OK, I'm not going to be winning any photography awards anytime soon, but I picked up a lot of interesting comics at the American Library Association midsummer meeting, and I wanted to write about them while they were still fresh.

Hit the jump for details.



I picked up a handful of Advance Review Copies (ARCs), and this one was intriguing; it's a black-and-white ARC of Charles Burns's X'ed Out, which is due out from Pantheon in October. I believe the finished book will be in full color, but this actually looks pretty good in grayscale. It's a surrealistic graphic novel that switches back and forth a lot between real life and a dreamlike reality, with lots of allusions (there's a serious Tintin thing going on there, and shout-outs to Lucas Samaras, William Burroughs, and Patti Smith) and a storyline and imagery that keep doubling back on themselves. I came to the end not sure whether it was deeply meaningful or a clever puzzle, but it was an interesting ride. On the other hand, at 56 pages for $19.99, I'm not sure how good a deal it will be. This is the first volume of a series, and by the end of the book the story has been launched but plenty of questions remain.



These are the four comic samples that IDW had at their display in the Diamond Books booth, and the one that grabbed me is the one on the far left: The Man with the Getaway Face, Darwyn Cooke's abbreviated adaptation of the novel by Richard Stark. It's oversize (8 x 12), 24 pages long, and gorgeous, very stylish in a 1950s noir kind of way. I hadn't realized that Richard Stark was really Donald Westlake, whose other novels I have enjoyed, but now I want to pick up the rest of the series. Here's a preview, although the coloring in my book is gold, not blue.
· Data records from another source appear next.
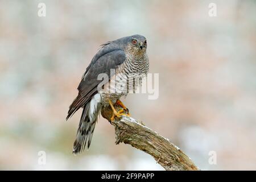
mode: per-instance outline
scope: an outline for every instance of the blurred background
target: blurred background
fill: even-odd
[[[212,2],[216,17],[208,14]],[[45,17],[38,15],[39,3]],[[137,34],[147,39],[159,96],[123,99],[132,116],[201,169],[256,169],[255,1],[0,3],[1,169],[163,170],[147,154],[115,145],[114,127],[102,117],[89,150],[74,156],[81,110],[65,120],[99,46]]]

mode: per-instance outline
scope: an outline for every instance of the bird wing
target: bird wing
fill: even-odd
[[[110,69],[115,69],[125,60],[124,51],[110,46],[111,44],[100,49],[86,68],[77,88],[79,94],[70,105],[66,119],[84,106],[98,92],[97,86],[102,81],[98,80],[98,75],[106,73],[110,78]]]

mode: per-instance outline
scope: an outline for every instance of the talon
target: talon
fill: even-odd
[[[119,100],[118,100],[117,101],[117,102],[115,102],[115,105],[120,106],[123,109],[123,110],[125,111],[125,113],[126,113],[126,114],[128,114],[129,116],[130,116],[129,110],[128,109],[128,108],[126,107],[126,106],[125,106],[125,105],[123,104],[123,102],[122,102],[121,101],[120,101]]]

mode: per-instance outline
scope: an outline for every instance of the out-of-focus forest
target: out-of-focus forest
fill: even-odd
[[[38,15],[42,2],[46,17]],[[147,38],[159,95],[123,99],[133,117],[201,169],[256,169],[255,1],[1,0],[0,17],[1,169],[163,170],[115,145],[102,117],[90,149],[74,156],[81,110],[65,120],[99,46],[137,34]]]

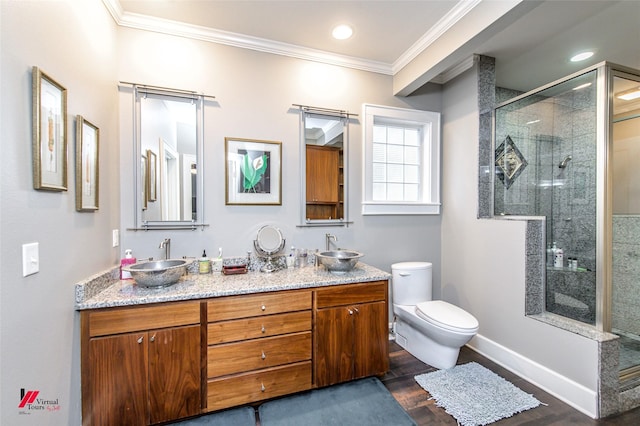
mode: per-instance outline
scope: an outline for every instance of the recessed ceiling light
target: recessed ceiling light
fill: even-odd
[[[640,87],[619,93],[616,98],[622,99],[624,101],[632,101],[634,99],[638,99],[640,98]]]
[[[341,24],[335,27],[331,34],[337,40],[346,40],[353,35],[353,28],[349,25]]]
[[[591,83],[584,83],[584,84],[581,84],[580,86],[574,87],[573,90],[580,90],[580,89],[584,89],[585,87],[589,87],[589,86],[591,86]]]
[[[578,53],[577,55],[574,55],[571,57],[571,62],[580,62],[580,61],[584,61],[586,59],[589,59],[590,57],[593,56],[593,52],[589,51],[589,52],[582,52],[582,53]]]

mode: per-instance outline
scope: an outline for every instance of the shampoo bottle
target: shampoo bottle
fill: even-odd
[[[564,252],[562,249],[557,248],[555,256],[553,258],[553,266],[556,268],[562,268],[564,266]]]
[[[222,271],[222,247],[218,249],[218,257],[213,259],[213,265],[211,266],[211,270],[213,272],[221,272]]]
[[[120,279],[128,280],[131,278],[131,272],[123,271],[122,268],[125,266],[133,265],[136,263],[136,258],[133,257],[133,252],[131,249],[126,249],[124,251],[124,257],[120,259]]]
[[[202,257],[198,261],[198,272],[201,274],[208,274],[211,271],[211,262],[207,257],[207,252],[205,250],[202,251]]]

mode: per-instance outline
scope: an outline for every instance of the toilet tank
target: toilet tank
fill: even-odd
[[[401,262],[391,265],[392,302],[398,305],[417,305],[431,300],[430,262]]]

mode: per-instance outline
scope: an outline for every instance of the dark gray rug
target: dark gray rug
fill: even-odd
[[[261,426],[416,426],[375,377],[265,402]]]
[[[232,408],[217,413],[172,423],[173,426],[256,426],[256,411],[251,407]]]
[[[540,405],[540,401],[478,363],[415,377],[462,426],[486,425]]]

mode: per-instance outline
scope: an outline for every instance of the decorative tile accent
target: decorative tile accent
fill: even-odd
[[[504,142],[496,148],[496,174],[509,189],[513,182],[529,163],[524,158],[511,136],[507,136]]]

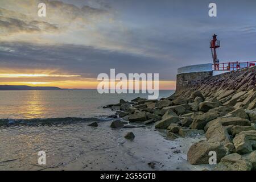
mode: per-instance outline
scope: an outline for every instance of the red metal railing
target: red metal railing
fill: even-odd
[[[219,63],[212,65],[213,71],[236,71],[243,68],[254,67],[256,65],[256,61],[249,62],[229,62]]]

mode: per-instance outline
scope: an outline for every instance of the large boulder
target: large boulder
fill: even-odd
[[[176,99],[172,101],[174,105],[181,105],[184,104],[187,104],[187,100],[181,98],[181,97],[177,97]]]
[[[183,126],[188,127],[191,125],[193,119],[191,117],[185,117],[181,119],[181,125]]]
[[[183,114],[186,111],[186,108],[181,105],[169,106],[163,109],[171,109],[178,115]]]
[[[191,94],[191,97],[193,100],[195,100],[197,97],[200,97],[203,101],[204,101],[204,96],[203,96],[202,93],[199,90],[195,91]]]
[[[256,149],[256,130],[240,132],[233,139],[233,142],[237,153],[250,153]]]
[[[225,118],[238,117],[244,119],[249,119],[248,115],[245,111],[242,108],[237,109],[222,117]]]
[[[130,122],[141,122],[147,121],[147,115],[145,112],[133,114],[129,118]]]
[[[148,119],[154,119],[154,121],[159,121],[162,119],[162,117],[156,114],[151,114],[150,113],[146,113],[147,117]]]
[[[231,129],[231,133],[233,136],[236,136],[240,132],[249,130],[256,130],[256,126],[254,124],[247,126],[234,126]]]
[[[231,142],[231,138],[229,135],[227,129],[218,122],[218,119],[212,121],[212,124],[207,129],[205,133],[207,139],[212,142],[222,142],[228,145]],[[233,147],[229,148],[232,150]]]
[[[155,127],[156,129],[166,129],[170,126],[170,125],[171,125],[171,123],[176,123],[179,121],[179,118],[177,117],[170,117],[155,123]]]
[[[218,106],[217,102],[204,101],[199,104],[199,109],[200,111],[207,112],[209,110]]]
[[[179,135],[182,137],[193,137],[196,138],[199,136],[203,136],[204,131],[201,130],[191,130],[189,129],[180,129],[179,130]]]
[[[242,96],[247,93],[247,91],[241,91],[234,94],[231,99],[226,101],[223,105],[232,105],[234,106],[237,104],[237,100]]]
[[[172,104],[172,102],[168,99],[164,99],[163,100],[159,101],[155,106],[159,109],[162,109],[163,107],[168,107]]]
[[[181,128],[181,127],[177,123],[171,123],[168,127],[167,130],[174,133],[178,133]]]
[[[192,129],[204,130],[205,126],[208,122],[216,119],[218,115],[218,113],[214,111],[209,111],[197,115],[194,117],[191,128]]]
[[[221,159],[215,171],[251,171],[251,163],[237,153],[228,155]]]
[[[209,164],[210,151],[214,151],[217,154],[217,162],[218,162],[226,154],[224,146],[220,142],[208,142],[200,141],[193,144],[188,150],[188,160],[191,164]]]

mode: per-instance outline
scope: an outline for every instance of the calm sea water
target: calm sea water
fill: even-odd
[[[174,91],[160,91],[160,97]],[[144,94],[104,94],[96,90],[0,92],[0,118],[90,118],[82,122],[36,119],[38,124],[0,122],[0,170],[151,170],[196,169],[186,152],[200,139],[170,140],[154,125],[113,129],[112,114],[102,106],[121,98],[147,98]],[[88,126],[97,121],[98,126]],[[137,126],[137,125],[136,125]],[[123,136],[132,131],[132,140]],[[46,165],[39,165],[38,152],[46,152]]]
[[[173,90],[159,91],[159,98],[170,96]],[[93,117],[110,114],[103,109],[120,99],[146,94],[98,94],[96,90],[57,91],[0,91],[0,118],[46,118]]]

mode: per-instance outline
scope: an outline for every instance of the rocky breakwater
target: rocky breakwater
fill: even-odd
[[[188,152],[191,164],[209,164],[214,151],[214,170],[256,170],[255,67],[210,77],[159,101],[137,98],[106,107],[130,123],[154,123],[170,139],[205,135]]]

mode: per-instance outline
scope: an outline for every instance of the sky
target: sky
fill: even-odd
[[[254,0],[1,0],[0,85],[93,89],[114,68],[174,89],[178,68],[212,62],[214,34],[220,62],[256,61],[255,17]]]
Dan DeCarlo's Jetta, edited by Craig Yoe, is an amazing package. Back in the 1950s, before The Jetsons were a gleam in Hanna and Barbera's eye, Dan DeCarlo started imagining what the teenagers of the future would be like—a lot like the teenagers of the 1950s, it turns out, but with more references to science and modern art. The comic only survived for three issues, and Craig Yoe has collected them all in this colorful book and surrounded them with background material, DeCarlo sketches from his own collection, and pin-up pictures of Jetta and her friends by a variety of different artists. Could this short-lived comic have inspired The Jetsons? It's a long shot, but that streamlined, super-atomic vision of the future was very much of its time. Where's my jet pack, dammit?



When Gene Luen Yang spoke about his career in comics, he had to explain to the librarians that comics people regard it as a good thing if you self-publish your own comic, and positively badass if you make your own mini-comics. While librarians regard self-published books as too weak to merit the attentions of a publisher, comics creators see self-publishing as a way to be true to your own vision. So I was super psyched when Jerzy Drozd dropped by after my panel and gave me one of his self-published comics and two minicomics he and his wife had put together. Jerzy runs the kids' webcomic site Sugary Serials and the Kids Read Comics con in Michigan, and he's a super guy, plus (bonus!) his wife is a librarian, which is how he got to ALA. And now I know he's a badass mini-comics creator as well.



Speaking of badass, The Sons of Liberty is a comic about two total badasses, runaway slaves who develop super powers, sort of, after Benjamin Franklin's son does some electricity experiments on them, and who hone their powers under the watchful eye of a wily abolitionist, who not only converts the Quakers to his cause but also teaches them a traditional African martial art. The story is quite complicated, and there are a few missteps, but it keeps moving right along, helped by colorful, very loose watercolor-style art. The book is pitched at teens, but it's a good read for us older folk too, and while there is nothing on the jacket to indicate it, this feels very much like the first volume of a series—it's mainly an origin story, with the bad guys getting rounded up fairly abruptly towards the end. I would certainly like to see more.

I got the Smurfs comic too, but let's save that for another day.